Abstract
Objectives
This study aimed to explore and validate the value of different radiomics models for differentiating benign and malignant parotid tumors preoperatively.
Methods
This study enrolled 388 patients with pathologically confirmed parotid tumors (training cohort: n = 272; test cohort: n = 116). Radiomics features were extracted from CT images of the non-enhanced, arterial, and venous phases. After dimensionality reduction and selection, radiomics models were constructed by logistic regression (LR), support vector machine (SVM), and random forest (RF).
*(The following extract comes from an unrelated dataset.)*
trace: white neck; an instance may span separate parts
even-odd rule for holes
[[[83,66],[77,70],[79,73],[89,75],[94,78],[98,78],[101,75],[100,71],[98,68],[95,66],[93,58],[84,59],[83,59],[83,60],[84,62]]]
The best radiomic model was selected by using ROC curve analysis. Univariate and multivariable logistic regression was applied to analyze clinical-radiological characteristics and identify variables for developing a clinical model. A combined model was constructed by incorporating radiomics and clinical features. Model performances were assessed by ROC curve analysis, and decision curve analysis (DCA) was used to estimate the models’ clinical values.
Results
In total, 2874 radiomic features were extracted from CT images. Ten radiomics features were deemed valuable by dimensionality reduction and selection. Among radiomics models, the SVM model showed greater predictive efficiency and robustness, with AUCs of 0.844 in the training cohort; and 0.840 in the test cohort. Ultimate clinical features constructed a clinical model. The discriminatory capability of the combined model was the best (AUC, training cohort: 0.904; test cohort: 0.854). Combined model DCA revealed optimal clinical efficacy.
Conclusions
The combined model incorporating radiomics and clinical features exhibited excellent ability to distinguish benign and malignant parotid tumors, which may provide a noninvasive and efficient method for clinical decision making.
Key Points
-
The current study is the first to compare the value of different radiomics models (LR, SVM, and RF) for preoperative differentiation of benign and malignant parotid tumors.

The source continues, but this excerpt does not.